The Consumer Financial Protection Bureau has taken a broad interest in the burden of student loan debt, which it says now totals $1.2 trillion and saddles many borrowers with debt that takes years to repay.
More than 40 million borrowers with non-bank student loan debt depend on companies that manage borrowers’ accounts and process payments.
The agency said it has found a concerning resemblance of problems encountered by student loan borrowers dealing with servicers and those faced by homeowners dealing with mortgage servicers.
Student loan borrowers have complained about being charged late fees as a result of processing mistakes by the servicers, lost paperwork and poor communication.
“Student loan borrowers should be able to rest assured that when they make a payment toward their loans, the company that takes their money is playing by the rules,” said CFPB Director Richard Cordray.
The agency already has oversight over the student loan servicing activities of large banks with more than $10 billion in assets.
Under a new rule set to take effect on March 1, the CFPB would expand its supervision to non-bank student loan servicers that handle more than 1 million accounts, regardless of whether they include federal or private loans.
The CFPB said seven companies fall into that category. It did not name the companies but said they service in total more than 49 million accounts, which represents the bulk of the market. The CFPB said it will also look into smaller companies if there is reasonable cause to do so.

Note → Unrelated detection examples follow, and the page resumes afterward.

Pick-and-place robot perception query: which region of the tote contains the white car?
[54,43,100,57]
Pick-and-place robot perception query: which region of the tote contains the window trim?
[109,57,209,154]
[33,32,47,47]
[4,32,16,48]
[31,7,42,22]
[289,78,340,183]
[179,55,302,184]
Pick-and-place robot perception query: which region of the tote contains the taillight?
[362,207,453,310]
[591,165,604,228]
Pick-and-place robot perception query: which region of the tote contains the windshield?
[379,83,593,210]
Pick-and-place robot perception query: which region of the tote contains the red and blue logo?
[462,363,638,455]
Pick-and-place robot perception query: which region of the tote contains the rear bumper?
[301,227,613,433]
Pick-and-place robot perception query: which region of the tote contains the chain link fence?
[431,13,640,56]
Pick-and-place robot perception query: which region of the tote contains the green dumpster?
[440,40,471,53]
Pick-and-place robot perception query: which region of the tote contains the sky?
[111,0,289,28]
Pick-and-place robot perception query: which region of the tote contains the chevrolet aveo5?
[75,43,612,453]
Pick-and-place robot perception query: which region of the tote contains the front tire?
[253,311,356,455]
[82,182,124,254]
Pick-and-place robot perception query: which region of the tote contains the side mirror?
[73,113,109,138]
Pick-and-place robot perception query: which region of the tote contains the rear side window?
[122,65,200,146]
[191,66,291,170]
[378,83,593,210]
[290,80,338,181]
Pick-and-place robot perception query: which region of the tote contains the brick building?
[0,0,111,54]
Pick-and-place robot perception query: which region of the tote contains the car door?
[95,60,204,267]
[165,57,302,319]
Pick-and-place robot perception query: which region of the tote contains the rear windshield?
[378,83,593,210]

The U.S. Department of Education contracts several private companies to handle student loan services, including Sallie Mae, Great Lakes Education Loan Services and Nelnet.
While all other forms of debt have fallen since the economic crisis, student loan debt has grown and is now the second-largest form of U.S. consumer debt after mortgage debt.
“Managing this debt load can be a challenge for borrowers – especially for those who run into trouble, facing a financial shock or a bout of unemployment,” Cordray said. “We will be keeping a watchful eye over any servicing company that engages in unfair or deceptive acts or practices toward student loan borrowers.”